13 Settembre 2016, di Daniele Chicca

NEW YORK (WSI) – L’esercito della Siria ha ammesso di aver abbattuto un aereo e un drone israeliano nel suo territorio e più precisamente nel sud del paese mediorientale e nella provincia di Damasco, come risposta ad un attacco subito contro una delle proprie posizioni. Il primo scontro era avvenuto nella provincia di Quneitra.

“L’aeronautica del nemico israeliano ha effettuato oggi all’una di notte una aggressione contro una delle nostre posizioni militari nella provincia di Quneitra (Sud), e la nostra difesa aerea ha risposto abbattendo un velivolo militare nel Sudest della provincia e un drone ad Ovest di Saassaa (nella provincia di Damasco)”, ha riportato in un comunicato ripreso dall’agenzia ufficiale della Siria.

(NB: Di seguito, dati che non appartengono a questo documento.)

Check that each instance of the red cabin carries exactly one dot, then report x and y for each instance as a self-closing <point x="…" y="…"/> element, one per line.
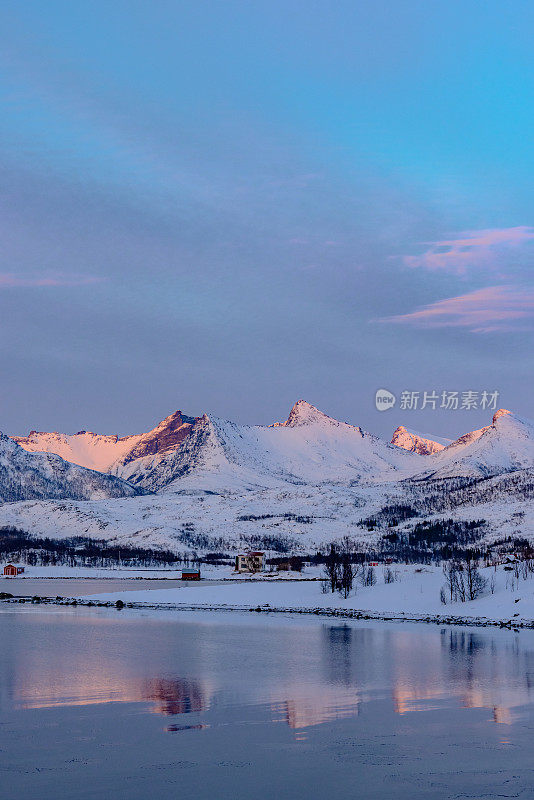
<point x="10" y="570"/>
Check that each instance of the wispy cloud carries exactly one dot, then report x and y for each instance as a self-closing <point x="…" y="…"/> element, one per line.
<point x="12" y="280"/>
<point x="472" y="249"/>
<point x="495" y="309"/>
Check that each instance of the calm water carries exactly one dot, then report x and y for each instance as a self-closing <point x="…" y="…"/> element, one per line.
<point x="106" y="704"/>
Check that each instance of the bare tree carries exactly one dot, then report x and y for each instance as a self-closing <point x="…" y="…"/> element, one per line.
<point x="475" y="583"/>
<point x="347" y="575"/>
<point x="332" y="569"/>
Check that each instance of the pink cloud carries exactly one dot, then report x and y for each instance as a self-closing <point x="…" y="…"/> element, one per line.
<point x="472" y="249"/>
<point x="490" y="310"/>
<point x="9" y="280"/>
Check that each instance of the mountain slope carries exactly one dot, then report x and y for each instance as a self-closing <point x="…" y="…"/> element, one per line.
<point x="26" y="476"/>
<point x="309" y="448"/>
<point x="505" y="445"/>
<point x="416" y="443"/>
<point x="102" y="452"/>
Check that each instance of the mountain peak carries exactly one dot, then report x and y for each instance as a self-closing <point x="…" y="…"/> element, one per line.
<point x="416" y="442"/>
<point x="303" y="413"/>
<point x="502" y="412"/>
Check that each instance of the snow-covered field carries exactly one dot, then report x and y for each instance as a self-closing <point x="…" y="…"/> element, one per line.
<point x="415" y="594"/>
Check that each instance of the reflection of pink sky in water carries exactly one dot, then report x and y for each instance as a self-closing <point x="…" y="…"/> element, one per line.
<point x="333" y="678"/>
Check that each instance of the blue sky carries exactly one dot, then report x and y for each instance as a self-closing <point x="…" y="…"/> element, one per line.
<point x="225" y="206"/>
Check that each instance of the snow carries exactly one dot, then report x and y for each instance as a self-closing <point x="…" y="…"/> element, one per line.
<point x="44" y="475"/>
<point x="417" y="442"/>
<point x="304" y="482"/>
<point x="415" y="594"/>
<point x="507" y="444"/>
<point x="90" y="450"/>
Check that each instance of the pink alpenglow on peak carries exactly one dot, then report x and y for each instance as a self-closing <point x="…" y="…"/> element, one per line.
<point x="504" y="446"/>
<point x="501" y="412"/>
<point x="416" y="442"/>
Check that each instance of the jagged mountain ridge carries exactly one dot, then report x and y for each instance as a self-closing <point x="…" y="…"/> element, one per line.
<point x="25" y="476"/>
<point x="104" y="452"/>
<point x="504" y="446"/>
<point x="309" y="448"/>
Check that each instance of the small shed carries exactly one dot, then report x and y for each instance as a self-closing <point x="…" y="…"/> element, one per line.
<point x="11" y="570"/>
<point x="190" y="574"/>
<point x="250" y="562"/>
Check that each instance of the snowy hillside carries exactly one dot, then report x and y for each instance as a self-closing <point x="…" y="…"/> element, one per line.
<point x="310" y="448"/>
<point x="26" y="475"/>
<point x="213" y="485"/>
<point x="505" y="445"/>
<point x="101" y="451"/>
<point x="416" y="442"/>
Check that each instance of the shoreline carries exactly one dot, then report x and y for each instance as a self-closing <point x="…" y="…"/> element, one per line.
<point x="340" y="613"/>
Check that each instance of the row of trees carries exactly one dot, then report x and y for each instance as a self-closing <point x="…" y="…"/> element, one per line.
<point x="19" y="546"/>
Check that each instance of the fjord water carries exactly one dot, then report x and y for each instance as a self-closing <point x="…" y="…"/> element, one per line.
<point x="105" y="704"/>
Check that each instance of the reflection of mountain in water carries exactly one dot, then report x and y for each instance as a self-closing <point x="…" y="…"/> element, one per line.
<point x="305" y="676"/>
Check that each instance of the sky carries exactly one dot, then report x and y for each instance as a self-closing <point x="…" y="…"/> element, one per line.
<point x="224" y="207"/>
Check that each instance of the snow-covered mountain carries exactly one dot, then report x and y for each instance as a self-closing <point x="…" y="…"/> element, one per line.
<point x="26" y="476"/>
<point x="210" y="453"/>
<point x="296" y="484"/>
<point x="102" y="452"/>
<point x="505" y="445"/>
<point x="417" y="442"/>
<point x="308" y="448"/>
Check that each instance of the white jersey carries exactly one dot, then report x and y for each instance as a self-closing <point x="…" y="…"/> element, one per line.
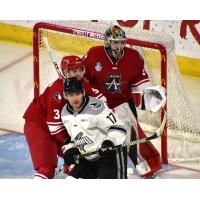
<point x="93" y="124"/>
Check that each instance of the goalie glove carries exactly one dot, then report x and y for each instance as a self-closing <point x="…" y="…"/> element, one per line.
<point x="154" y="98"/>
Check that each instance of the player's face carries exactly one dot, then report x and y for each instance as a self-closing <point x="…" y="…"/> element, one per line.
<point x="75" y="100"/>
<point x="117" y="45"/>
<point x="74" y="72"/>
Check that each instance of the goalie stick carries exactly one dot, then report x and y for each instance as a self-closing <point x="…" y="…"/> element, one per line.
<point x="157" y="134"/>
<point x="46" y="42"/>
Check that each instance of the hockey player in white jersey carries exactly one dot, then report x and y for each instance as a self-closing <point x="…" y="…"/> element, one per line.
<point x="91" y="126"/>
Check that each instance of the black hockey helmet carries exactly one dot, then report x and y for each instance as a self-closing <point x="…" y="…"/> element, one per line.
<point x="114" y="34"/>
<point x="72" y="85"/>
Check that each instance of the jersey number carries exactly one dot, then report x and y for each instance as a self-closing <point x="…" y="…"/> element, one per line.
<point x="56" y="114"/>
<point x="112" y="118"/>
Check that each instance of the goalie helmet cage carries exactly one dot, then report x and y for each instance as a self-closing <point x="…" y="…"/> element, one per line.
<point x="182" y="129"/>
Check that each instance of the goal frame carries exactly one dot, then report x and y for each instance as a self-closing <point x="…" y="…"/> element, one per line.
<point x="99" y="36"/>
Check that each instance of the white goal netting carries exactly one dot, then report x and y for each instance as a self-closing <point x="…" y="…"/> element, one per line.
<point x="183" y="121"/>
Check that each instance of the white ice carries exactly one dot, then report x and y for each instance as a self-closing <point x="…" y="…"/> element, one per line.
<point x="16" y="87"/>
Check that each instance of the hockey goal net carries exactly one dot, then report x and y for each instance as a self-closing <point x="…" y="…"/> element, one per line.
<point x="181" y="138"/>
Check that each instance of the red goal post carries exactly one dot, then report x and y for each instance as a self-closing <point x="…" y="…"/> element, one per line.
<point x="99" y="36"/>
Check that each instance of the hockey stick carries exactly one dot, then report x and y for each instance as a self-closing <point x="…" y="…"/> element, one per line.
<point x="157" y="134"/>
<point x="46" y="42"/>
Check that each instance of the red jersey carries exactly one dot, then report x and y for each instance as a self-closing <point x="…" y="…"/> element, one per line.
<point x="115" y="80"/>
<point x="36" y="113"/>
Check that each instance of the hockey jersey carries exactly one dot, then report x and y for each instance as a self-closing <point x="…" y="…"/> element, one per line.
<point x="116" y="81"/>
<point x="56" y="102"/>
<point x="93" y="124"/>
<point x="45" y="110"/>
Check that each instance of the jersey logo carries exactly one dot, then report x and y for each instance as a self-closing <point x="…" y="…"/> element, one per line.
<point x="98" y="67"/>
<point x="81" y="141"/>
<point x="96" y="105"/>
<point x="113" y="83"/>
<point x="57" y="96"/>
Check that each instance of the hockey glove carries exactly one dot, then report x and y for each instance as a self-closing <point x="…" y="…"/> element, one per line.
<point x="105" y="147"/>
<point x="70" y="151"/>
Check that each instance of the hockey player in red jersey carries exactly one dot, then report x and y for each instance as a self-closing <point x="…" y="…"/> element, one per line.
<point x="118" y="72"/>
<point x="43" y="127"/>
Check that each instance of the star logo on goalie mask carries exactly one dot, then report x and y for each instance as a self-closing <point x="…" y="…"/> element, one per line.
<point x="113" y="83"/>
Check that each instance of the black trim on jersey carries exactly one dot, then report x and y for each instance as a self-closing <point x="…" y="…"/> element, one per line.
<point x="131" y="104"/>
<point x="71" y="110"/>
<point x="117" y="128"/>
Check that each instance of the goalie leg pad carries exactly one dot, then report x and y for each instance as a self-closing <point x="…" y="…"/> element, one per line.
<point x="149" y="153"/>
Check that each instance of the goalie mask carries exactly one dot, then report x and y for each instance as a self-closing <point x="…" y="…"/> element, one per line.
<point x="72" y="63"/>
<point x="114" y="41"/>
<point x="72" y="85"/>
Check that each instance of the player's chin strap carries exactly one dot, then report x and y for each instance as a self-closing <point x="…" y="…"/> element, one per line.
<point x="46" y="42"/>
<point x="157" y="134"/>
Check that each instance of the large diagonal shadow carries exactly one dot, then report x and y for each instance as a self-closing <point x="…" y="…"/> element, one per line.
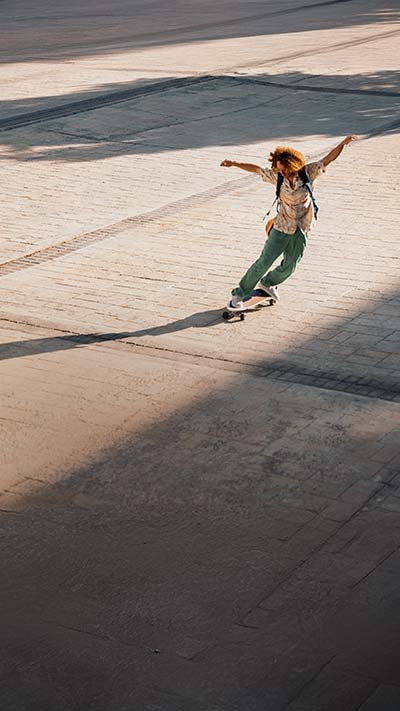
<point x="37" y="33"/>
<point x="246" y="106"/>
<point x="253" y="529"/>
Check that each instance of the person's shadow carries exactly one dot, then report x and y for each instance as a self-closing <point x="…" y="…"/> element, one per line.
<point x="17" y="349"/>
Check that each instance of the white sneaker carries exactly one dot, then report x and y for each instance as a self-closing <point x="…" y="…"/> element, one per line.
<point x="235" y="302"/>
<point x="270" y="290"/>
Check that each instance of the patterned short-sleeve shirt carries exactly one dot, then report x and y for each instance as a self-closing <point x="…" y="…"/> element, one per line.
<point x="295" y="207"/>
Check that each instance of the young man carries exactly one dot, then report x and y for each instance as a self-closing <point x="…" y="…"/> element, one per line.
<point x="288" y="236"/>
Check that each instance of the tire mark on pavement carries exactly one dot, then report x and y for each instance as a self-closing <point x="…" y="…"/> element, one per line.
<point x="378" y="388"/>
<point x="147" y="39"/>
<point x="87" y="238"/>
<point x="97" y="102"/>
<point x="319" y="89"/>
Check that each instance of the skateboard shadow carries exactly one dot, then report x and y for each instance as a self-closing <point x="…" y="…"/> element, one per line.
<point x="18" y="349"/>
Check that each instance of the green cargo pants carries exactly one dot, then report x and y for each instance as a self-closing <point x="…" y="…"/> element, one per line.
<point x="292" y="248"/>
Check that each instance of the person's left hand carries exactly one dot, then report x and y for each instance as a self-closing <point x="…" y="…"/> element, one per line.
<point x="349" y="139"/>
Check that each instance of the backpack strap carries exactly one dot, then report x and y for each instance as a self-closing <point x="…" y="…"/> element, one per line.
<point x="307" y="185"/>
<point x="279" y="182"/>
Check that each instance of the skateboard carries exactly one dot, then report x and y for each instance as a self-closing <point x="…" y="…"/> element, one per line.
<point x="253" y="302"/>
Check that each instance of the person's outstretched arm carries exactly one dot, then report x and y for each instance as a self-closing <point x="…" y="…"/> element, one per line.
<point x="335" y="152"/>
<point x="250" y="167"/>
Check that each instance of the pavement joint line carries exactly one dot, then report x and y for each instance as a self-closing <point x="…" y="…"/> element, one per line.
<point x="324" y="49"/>
<point x="319" y="89"/>
<point x="282" y="371"/>
<point x="87" y="238"/>
<point x="21" y="120"/>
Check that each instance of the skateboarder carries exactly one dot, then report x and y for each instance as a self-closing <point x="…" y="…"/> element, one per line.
<point x="296" y="215"/>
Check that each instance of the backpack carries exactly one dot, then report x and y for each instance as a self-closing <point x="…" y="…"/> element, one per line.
<point x="306" y="183"/>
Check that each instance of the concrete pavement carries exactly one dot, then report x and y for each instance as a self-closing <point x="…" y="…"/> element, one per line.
<point x="199" y="514"/>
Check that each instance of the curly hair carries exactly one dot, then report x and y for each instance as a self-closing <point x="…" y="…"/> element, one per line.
<point x="292" y="160"/>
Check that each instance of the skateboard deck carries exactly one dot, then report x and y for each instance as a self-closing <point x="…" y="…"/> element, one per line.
<point x="253" y="302"/>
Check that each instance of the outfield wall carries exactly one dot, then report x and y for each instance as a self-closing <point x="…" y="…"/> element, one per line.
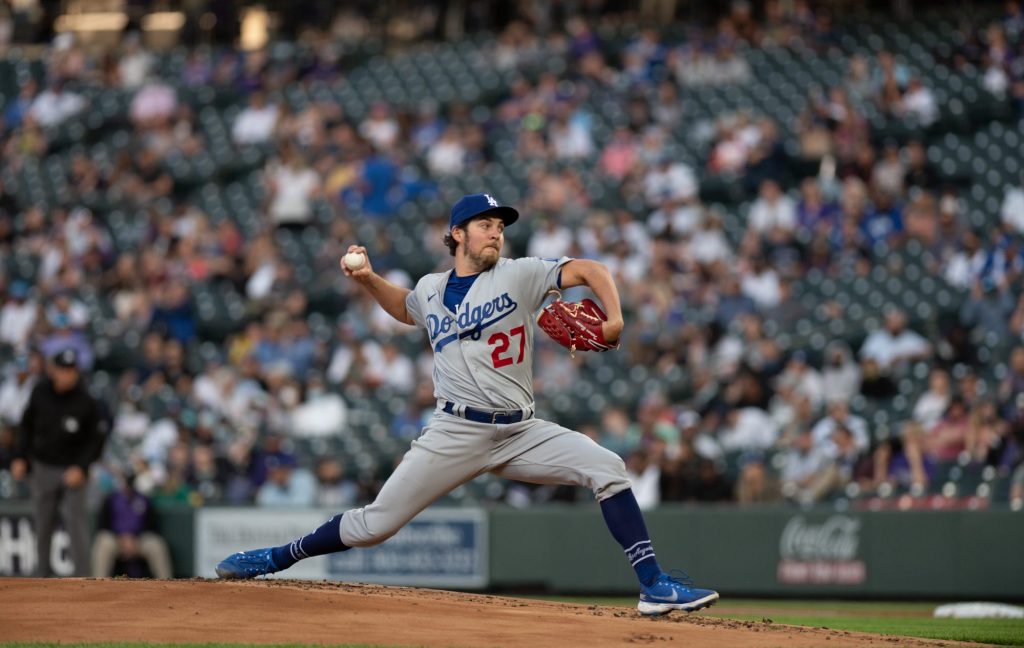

Israele nega che suoi velivoli siano stati abbattuti. L’agenzia di stampa SANA scrive che l’intrusione presunta fa parte di un piano più ampio israeliano di sostegno ai gruppi ribelli che combattono da anni contro le forze del regime di Bashar al-Assad.

“L’aggressione sfacciata di Israele fa parte del suo piano di aiuti ai gruppi terroristi e del suo tentativo di risollevare il loro morale, a terra dopo il fallimento dell’offensiva a Quneitra e nei suoi dintorni, che ha portato a gravi perdite”.

Quando i media statali della Siria fanno riferimento a ribelli e gruppi dell’opposizione parlano di “gruppi terroristi”. L’esercito siriano sostiene che i due missili siano stati sparati in direzione dei suoi aerei, ma che l’obiettivo è stato mancato.